A re-design is underway of Hollywood Elsewhere. The idea is to make it look and feel more 21st Century (the design mentality of the current site is 13 years old — it actually looks like it could have been designed in the late ’90s), and to load faster and be more ad-friendly and so on.
I’m down with this, but my concern all along has been to make sure the new site conveys a distinct “things haven’t changed that much” feeling — an assurance that HE’s identity and attitude is alive, intact and continuing within this new design. The new site should say “sure, this look significantly different in some ways, but it’s still very much the site that I’ve built, poured my heart into and self-branded over the last 12 and 1/2 years.”
A fresh, here-and-now design is essential but, as I’ve told the designers, Hollywood Elsewhere is nothing if not about my personal brand — my views, attitude, personality, passion, errors, shortcomings, gushings, travels, tenacity, aspect ratios, experience, arguments, prejudices…all of it. The new design needs to recognize this and embrace continuity.
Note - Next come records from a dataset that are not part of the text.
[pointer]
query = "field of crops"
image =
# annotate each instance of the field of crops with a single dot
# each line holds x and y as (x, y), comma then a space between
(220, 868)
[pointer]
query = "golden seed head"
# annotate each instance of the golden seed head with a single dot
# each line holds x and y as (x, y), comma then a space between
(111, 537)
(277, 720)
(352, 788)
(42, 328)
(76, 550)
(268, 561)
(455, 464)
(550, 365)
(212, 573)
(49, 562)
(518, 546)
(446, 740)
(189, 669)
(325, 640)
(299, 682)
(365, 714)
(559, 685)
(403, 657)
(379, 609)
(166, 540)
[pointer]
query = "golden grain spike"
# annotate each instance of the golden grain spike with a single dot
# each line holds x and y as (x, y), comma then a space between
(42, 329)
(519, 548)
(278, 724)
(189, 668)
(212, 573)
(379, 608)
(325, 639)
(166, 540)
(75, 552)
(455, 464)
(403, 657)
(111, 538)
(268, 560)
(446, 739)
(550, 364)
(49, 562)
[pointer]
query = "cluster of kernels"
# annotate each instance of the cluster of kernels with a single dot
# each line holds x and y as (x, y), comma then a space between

Please look at the test site as it now stands. Keep in mind that it’s a very early stab. I’m not hugely unhappy with the mobile version but the classic HE identity, I feel, has been all but erased. The initial idea was to take a generic uptown design, which looks like a Paris fashion magazine and which I thought was half-decent, and merge it with HE’s style and personality.
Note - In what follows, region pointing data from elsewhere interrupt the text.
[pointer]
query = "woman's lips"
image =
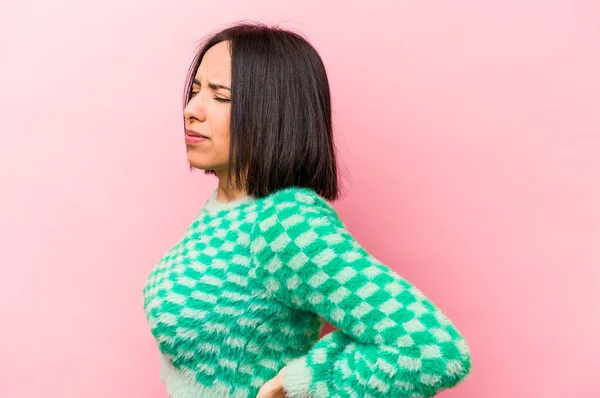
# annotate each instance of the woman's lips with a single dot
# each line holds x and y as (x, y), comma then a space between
(194, 138)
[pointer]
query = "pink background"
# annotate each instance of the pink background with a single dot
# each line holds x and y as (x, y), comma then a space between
(469, 131)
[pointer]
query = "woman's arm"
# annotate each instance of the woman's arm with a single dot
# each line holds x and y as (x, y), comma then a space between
(392, 341)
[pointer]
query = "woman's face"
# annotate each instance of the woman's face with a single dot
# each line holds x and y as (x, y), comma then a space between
(208, 111)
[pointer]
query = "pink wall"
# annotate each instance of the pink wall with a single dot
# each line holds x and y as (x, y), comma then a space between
(470, 131)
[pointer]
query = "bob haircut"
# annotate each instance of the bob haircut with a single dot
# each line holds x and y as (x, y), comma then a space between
(280, 123)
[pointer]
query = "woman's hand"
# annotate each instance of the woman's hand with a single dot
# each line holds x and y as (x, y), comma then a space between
(273, 388)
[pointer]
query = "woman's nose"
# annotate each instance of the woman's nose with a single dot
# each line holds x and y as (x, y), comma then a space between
(195, 109)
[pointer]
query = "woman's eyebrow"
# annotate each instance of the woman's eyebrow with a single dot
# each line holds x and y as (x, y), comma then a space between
(214, 86)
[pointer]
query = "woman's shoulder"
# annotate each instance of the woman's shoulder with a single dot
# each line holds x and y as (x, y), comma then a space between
(295, 197)
(294, 204)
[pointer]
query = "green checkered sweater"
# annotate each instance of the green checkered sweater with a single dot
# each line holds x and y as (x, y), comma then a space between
(248, 288)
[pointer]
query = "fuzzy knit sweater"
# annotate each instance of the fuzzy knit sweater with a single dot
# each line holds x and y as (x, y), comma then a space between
(248, 288)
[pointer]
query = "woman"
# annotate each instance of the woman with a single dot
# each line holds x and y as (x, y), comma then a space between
(237, 306)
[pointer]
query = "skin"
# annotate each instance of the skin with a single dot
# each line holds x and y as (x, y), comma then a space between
(208, 113)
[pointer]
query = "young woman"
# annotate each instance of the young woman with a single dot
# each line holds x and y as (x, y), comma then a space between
(237, 305)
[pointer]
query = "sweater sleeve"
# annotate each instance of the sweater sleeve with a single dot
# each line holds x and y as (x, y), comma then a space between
(392, 341)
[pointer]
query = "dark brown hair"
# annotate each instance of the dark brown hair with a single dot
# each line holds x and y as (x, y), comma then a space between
(281, 128)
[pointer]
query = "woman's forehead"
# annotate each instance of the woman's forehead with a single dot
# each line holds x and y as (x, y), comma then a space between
(216, 64)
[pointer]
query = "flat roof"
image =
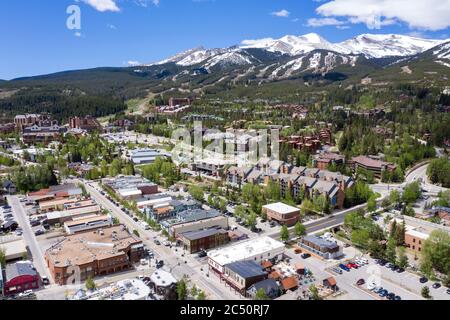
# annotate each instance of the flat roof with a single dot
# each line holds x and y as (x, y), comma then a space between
(281, 208)
(244, 250)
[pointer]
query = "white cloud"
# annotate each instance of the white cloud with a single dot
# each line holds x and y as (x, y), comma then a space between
(282, 13)
(321, 22)
(103, 5)
(133, 63)
(417, 14)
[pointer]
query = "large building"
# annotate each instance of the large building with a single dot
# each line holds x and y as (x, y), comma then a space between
(20, 276)
(100, 252)
(371, 164)
(282, 213)
(240, 275)
(42, 134)
(417, 231)
(257, 249)
(321, 247)
(87, 123)
(195, 241)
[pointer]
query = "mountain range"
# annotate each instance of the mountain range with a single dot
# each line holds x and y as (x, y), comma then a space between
(307, 59)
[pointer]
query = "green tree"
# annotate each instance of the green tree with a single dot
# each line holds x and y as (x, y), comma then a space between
(2, 257)
(402, 257)
(181, 289)
(391, 254)
(314, 293)
(436, 252)
(299, 229)
(425, 292)
(90, 284)
(284, 233)
(197, 193)
(261, 295)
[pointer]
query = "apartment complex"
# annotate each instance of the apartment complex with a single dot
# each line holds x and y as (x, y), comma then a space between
(371, 164)
(100, 252)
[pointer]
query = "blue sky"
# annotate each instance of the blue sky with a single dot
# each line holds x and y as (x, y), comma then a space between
(35, 39)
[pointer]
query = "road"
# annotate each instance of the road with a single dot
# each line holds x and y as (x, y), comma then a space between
(174, 263)
(29, 237)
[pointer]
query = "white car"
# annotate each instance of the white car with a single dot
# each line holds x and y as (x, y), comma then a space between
(371, 286)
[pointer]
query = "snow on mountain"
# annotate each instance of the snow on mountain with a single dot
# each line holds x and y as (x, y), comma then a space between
(388, 45)
(293, 45)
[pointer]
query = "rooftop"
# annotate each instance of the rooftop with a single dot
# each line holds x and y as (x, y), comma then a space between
(245, 250)
(89, 246)
(281, 208)
(246, 269)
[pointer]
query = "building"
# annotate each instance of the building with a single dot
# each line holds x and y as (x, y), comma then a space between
(195, 241)
(203, 221)
(144, 156)
(15, 248)
(257, 249)
(321, 247)
(371, 164)
(177, 102)
(164, 284)
(323, 160)
(269, 286)
(86, 224)
(60, 217)
(282, 213)
(19, 277)
(101, 252)
(240, 275)
(129, 289)
(88, 123)
(417, 231)
(42, 134)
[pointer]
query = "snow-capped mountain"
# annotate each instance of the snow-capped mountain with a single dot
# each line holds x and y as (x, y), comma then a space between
(388, 45)
(294, 45)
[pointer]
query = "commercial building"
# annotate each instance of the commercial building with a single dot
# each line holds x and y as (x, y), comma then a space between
(19, 277)
(144, 156)
(240, 275)
(323, 160)
(15, 248)
(282, 213)
(164, 284)
(371, 164)
(86, 224)
(60, 217)
(257, 249)
(269, 286)
(88, 123)
(42, 134)
(195, 241)
(321, 247)
(417, 231)
(100, 252)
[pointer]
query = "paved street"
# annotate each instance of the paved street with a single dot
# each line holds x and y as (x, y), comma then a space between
(29, 237)
(173, 263)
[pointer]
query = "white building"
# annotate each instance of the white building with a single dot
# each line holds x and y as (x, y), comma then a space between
(257, 249)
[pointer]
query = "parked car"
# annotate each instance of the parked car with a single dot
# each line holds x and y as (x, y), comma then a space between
(423, 280)
(436, 285)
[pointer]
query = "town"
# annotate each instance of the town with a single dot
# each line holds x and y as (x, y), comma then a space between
(225, 158)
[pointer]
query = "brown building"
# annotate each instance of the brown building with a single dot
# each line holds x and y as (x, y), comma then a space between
(174, 102)
(93, 253)
(282, 213)
(87, 123)
(196, 241)
(371, 164)
(323, 160)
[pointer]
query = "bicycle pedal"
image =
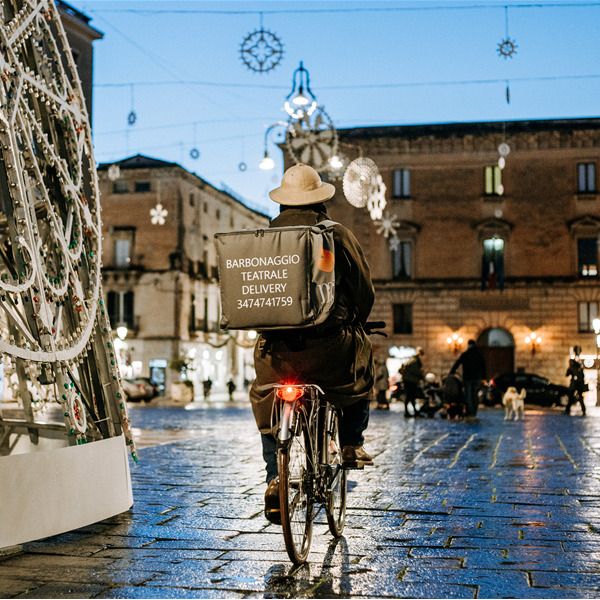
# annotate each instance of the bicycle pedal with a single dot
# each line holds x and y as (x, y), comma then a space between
(356, 466)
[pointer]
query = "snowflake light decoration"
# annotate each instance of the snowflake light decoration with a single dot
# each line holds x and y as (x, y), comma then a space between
(261, 51)
(377, 201)
(394, 242)
(357, 181)
(388, 225)
(158, 214)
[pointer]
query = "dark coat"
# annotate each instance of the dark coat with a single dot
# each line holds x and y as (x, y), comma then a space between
(335, 355)
(575, 371)
(473, 364)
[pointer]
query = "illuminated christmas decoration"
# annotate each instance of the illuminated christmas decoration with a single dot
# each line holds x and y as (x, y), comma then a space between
(56, 339)
(507, 47)
(357, 181)
(261, 50)
(312, 139)
(158, 214)
(388, 226)
(377, 201)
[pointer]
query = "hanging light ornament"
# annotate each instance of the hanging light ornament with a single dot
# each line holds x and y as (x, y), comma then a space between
(261, 50)
(158, 214)
(114, 172)
(300, 101)
(357, 181)
(312, 139)
(337, 166)
(131, 117)
(507, 47)
(388, 225)
(52, 312)
(377, 201)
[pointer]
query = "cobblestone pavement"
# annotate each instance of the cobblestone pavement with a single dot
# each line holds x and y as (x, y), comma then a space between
(485, 509)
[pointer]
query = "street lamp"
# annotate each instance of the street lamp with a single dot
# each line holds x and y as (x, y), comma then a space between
(267, 163)
(596, 326)
(535, 340)
(454, 341)
(300, 100)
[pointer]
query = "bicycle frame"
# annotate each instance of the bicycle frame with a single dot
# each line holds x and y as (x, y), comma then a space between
(309, 423)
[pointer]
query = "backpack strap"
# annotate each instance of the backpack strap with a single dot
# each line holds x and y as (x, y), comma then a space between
(325, 224)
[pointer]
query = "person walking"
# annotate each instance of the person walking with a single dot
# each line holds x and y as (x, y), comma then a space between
(473, 369)
(382, 384)
(411, 378)
(577, 385)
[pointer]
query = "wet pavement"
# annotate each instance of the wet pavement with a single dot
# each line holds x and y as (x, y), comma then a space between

The small, almost-postage-stamp-sized HOLLYWOOD ELSEWHERE logo in the top left says it all. The designers of this test site seem to be interested in obscuring if not erasing the entire identity of Hollywood Elsewhere, which has been running since August ’04. (HE has actually been punching it for 18 and 1/2 years if you count my Mr. Showbiz, Reel.com and Movie Poop Shoot incarnations between October ’98 and July of ’04.)
It’s a mistake, for starters, to jettison the HE Hollywood sign logo, to not use my photo for identity purposes, to not use the same copy and headline fonts. Continuity is vital.